Mangels „Brot und Spiele“ (okay, Brot gibt es noch) muss man das Volk eben anders beschäftigen, um den Sturm auf die Bastille zu unterbinden. Also müssen Masken her, am besten selbst genäht, wenn möglich in fluoreszierenden Neonfarben, für nachts. Fern Mehring, Dortmund

Die Gouvernantisierung

Es war schon amüsant zu beobachten, wie alle Masken-Skeptiker in der vergangenen Woche wie die Dominosteine umkippten. Nach Expertenmeinung hilft ja nur eine medizinische Maske. Mich beunruhigen tatsächlich die möglichen gesellschaftlichen Auswirkungen der Coronakrise, sprich die Gouvernantisierung der Gesellschaft. Ich würde mich sehr freuen, wenn die taz sich verstärkt diesen möglichen Kollateralschäden der Krise zuwenden könnte. Anne Rennemeier, Hamburg

Lieber Handy-Maulkorb

„Vermummung ist jetzt Pflicht“,

taz vom 25./26. 4. 20

Zwei wichtige Effekte könnten die positive Wirkung konterkarieren. Einerseits führt das Tragen von Masken dazu, dass wir uns öfter ins Gesicht fassen, beim Auf- und Absetzen, verstärkt bei einem nicht ideal sitzenden selbst gehäkelten Mund- und Nasenschutz aus Materialien, die möglicherweise kratzen. Entscheidender könnte aber ein psychologischer Aspekt sein. Für viele Menschen wird das Tragen einer Maske das persönliche Sicherheitsgefühl verändern. Damit einher gehen unbewusste Verhaltensänderungen und es ist nicht unwahrscheinlich, dass einige Maskenträger*innen die Abstandsgebote nicht mehr einhalten. Es spricht dennoch nichts gegen das Tragen von Masken, wenn die bisher wirksamen Abstands- und Hygieneregeln weiterhin beachtet werden.

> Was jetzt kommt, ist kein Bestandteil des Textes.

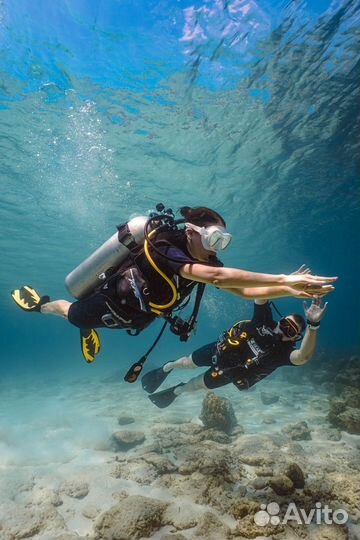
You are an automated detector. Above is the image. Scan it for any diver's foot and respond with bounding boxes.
[80,328,100,364]
[148,383,185,409]
[11,285,50,312]
[141,364,171,394]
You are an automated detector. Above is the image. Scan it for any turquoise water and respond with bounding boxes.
[0,1,360,377]
[0,0,360,540]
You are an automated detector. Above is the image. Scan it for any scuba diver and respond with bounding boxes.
[11,203,337,382]
[142,296,327,408]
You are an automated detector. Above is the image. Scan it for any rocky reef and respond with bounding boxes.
[0,352,360,540]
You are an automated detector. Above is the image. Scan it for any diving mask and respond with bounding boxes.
[185,223,232,251]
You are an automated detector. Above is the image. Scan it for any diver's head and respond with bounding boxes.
[180,206,231,261]
[277,313,305,341]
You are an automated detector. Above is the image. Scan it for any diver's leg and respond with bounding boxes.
[174,373,208,396]
[162,342,216,373]
[40,300,71,319]
[163,354,198,373]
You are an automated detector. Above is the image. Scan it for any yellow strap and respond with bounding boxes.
[144,231,178,315]
[229,319,250,337]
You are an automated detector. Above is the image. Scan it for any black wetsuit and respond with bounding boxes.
[192,302,295,390]
[68,231,222,331]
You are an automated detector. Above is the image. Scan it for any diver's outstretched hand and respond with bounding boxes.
[304,296,328,323]
[291,264,311,276]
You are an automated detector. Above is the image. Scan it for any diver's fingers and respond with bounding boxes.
[293,264,311,274]
[306,274,338,283]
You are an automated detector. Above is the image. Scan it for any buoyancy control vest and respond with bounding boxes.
[65,208,204,337]
[212,320,293,390]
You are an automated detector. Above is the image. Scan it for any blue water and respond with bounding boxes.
[0,0,360,384]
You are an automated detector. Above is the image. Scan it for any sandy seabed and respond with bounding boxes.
[0,358,360,540]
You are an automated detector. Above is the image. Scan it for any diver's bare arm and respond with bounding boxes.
[223,285,300,300]
[180,263,337,289]
[290,326,318,366]
[223,285,334,300]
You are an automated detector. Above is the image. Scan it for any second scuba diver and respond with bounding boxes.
[142,296,327,408]
[11,204,337,382]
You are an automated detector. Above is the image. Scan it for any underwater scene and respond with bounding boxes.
[0,0,360,540]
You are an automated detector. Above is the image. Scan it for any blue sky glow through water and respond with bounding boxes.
[0,0,360,380]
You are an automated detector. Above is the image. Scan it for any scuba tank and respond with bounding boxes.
[65,216,149,299]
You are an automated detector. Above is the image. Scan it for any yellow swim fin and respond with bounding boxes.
[80,328,100,364]
[11,285,50,311]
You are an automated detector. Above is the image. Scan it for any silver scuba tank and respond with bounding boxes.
[65,216,149,299]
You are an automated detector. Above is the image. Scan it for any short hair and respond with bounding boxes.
[292,313,306,332]
[180,206,226,227]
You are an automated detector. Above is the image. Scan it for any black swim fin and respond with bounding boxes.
[80,328,100,364]
[148,383,185,409]
[141,367,172,394]
[11,285,50,312]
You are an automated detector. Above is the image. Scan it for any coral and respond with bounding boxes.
[59,479,89,499]
[112,431,145,452]
[269,474,294,495]
[282,421,311,441]
[94,495,167,540]
[200,392,237,434]
[260,391,280,405]
[284,463,305,489]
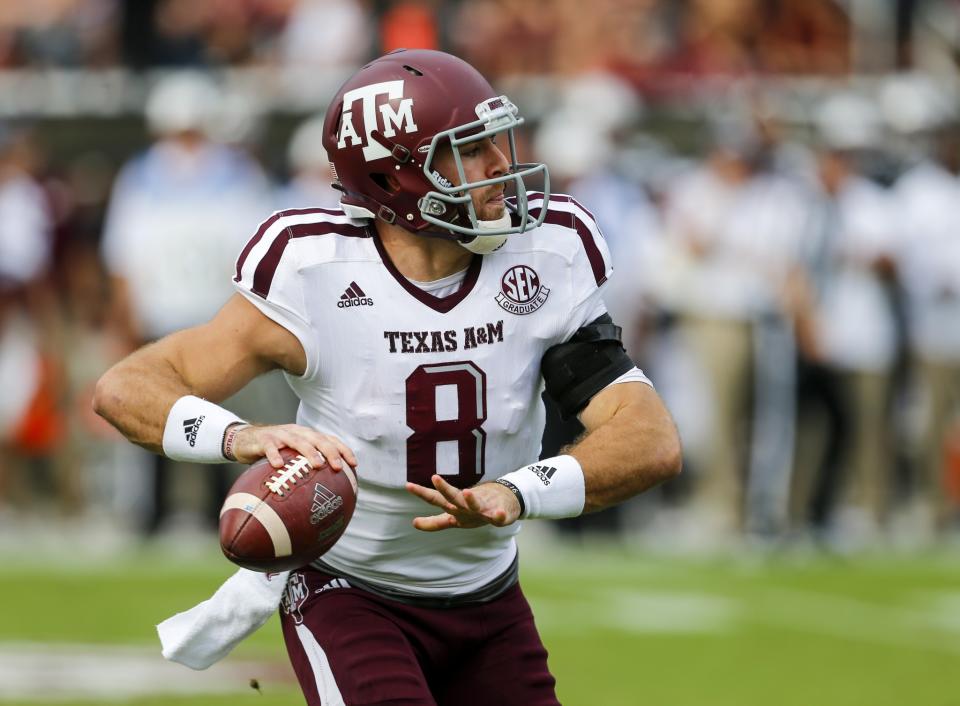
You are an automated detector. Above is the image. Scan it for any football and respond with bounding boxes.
[220,449,357,571]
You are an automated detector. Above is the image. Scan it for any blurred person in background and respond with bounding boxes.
[102,73,283,534]
[533,72,659,529]
[896,121,960,541]
[794,93,898,548]
[665,123,804,548]
[0,126,58,510]
[276,115,340,210]
[280,0,373,70]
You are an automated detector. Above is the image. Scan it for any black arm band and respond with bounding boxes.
[540,314,634,419]
[493,478,527,518]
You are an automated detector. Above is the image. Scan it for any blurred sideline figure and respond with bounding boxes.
[276,115,340,210]
[103,72,290,534]
[794,93,898,545]
[896,118,960,539]
[0,126,57,511]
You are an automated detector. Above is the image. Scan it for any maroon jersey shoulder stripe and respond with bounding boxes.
[233,208,344,282]
[252,221,370,299]
[530,194,607,287]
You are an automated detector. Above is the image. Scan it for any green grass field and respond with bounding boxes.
[0,548,960,706]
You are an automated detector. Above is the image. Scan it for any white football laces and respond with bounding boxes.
[263,456,310,498]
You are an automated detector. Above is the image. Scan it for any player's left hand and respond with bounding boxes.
[407,475,520,532]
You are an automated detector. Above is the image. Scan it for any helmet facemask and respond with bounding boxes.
[417,96,550,254]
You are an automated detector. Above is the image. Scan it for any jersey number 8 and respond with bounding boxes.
[407,361,487,488]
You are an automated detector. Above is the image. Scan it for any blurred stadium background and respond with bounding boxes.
[0,0,960,706]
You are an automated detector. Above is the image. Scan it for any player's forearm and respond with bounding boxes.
[565,405,682,512]
[93,344,190,453]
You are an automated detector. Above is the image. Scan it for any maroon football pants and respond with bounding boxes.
[281,568,559,706]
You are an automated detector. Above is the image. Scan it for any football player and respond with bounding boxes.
[95,51,680,706]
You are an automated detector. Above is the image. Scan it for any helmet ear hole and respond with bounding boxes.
[370,172,400,196]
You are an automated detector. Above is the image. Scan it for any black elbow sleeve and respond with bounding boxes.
[540,314,634,419]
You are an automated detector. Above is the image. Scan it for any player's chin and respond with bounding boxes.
[477,201,507,221]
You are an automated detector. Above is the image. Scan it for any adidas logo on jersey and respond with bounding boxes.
[314,579,350,593]
[337,282,373,309]
[183,414,206,446]
[530,466,557,485]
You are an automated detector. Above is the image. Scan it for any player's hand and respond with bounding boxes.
[407,475,520,532]
[233,424,357,471]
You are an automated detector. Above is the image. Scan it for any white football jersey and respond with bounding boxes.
[235,196,611,595]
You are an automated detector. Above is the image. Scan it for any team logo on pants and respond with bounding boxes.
[497,265,550,315]
[280,572,310,625]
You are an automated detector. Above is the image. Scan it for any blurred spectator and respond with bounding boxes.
[380,0,440,53]
[0,0,118,67]
[798,93,898,546]
[276,115,340,209]
[0,127,60,508]
[666,129,804,543]
[896,123,960,536]
[282,0,374,69]
[103,73,270,532]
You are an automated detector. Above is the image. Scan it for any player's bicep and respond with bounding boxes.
[157,294,306,401]
[579,381,672,433]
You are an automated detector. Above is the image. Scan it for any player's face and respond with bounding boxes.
[434,137,510,221]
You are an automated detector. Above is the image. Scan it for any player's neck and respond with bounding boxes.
[376,221,473,282]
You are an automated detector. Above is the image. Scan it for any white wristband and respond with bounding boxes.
[495,456,586,519]
[163,395,243,463]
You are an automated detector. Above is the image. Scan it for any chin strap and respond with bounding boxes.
[457,210,510,255]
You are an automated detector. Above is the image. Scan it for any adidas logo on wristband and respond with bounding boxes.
[183,414,206,446]
[529,466,557,485]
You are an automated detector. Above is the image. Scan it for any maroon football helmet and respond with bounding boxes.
[323,49,550,252]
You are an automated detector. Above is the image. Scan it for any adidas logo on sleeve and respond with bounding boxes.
[529,466,557,485]
[183,414,206,446]
[337,282,373,309]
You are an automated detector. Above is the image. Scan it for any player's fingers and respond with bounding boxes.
[287,436,326,468]
[413,512,458,532]
[430,473,470,510]
[316,439,343,471]
[406,483,450,509]
[330,436,357,468]
[463,488,507,527]
[263,439,283,468]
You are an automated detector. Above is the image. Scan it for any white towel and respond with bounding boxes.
[157,569,290,669]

Unter Umständen hätte ein Maulkorb, sprich ein Handyverbot im ÖPNV und ein Schweigegebot in Supermärkten, eine ähnliche Wirkung: jedes gesprochene Wort erhöht die Anzahl der in die Umgebung ausgebrachten Aerosole und trägt mithin zur Verbreitung des Virus bei. Sähe eigentlich auch besser aus.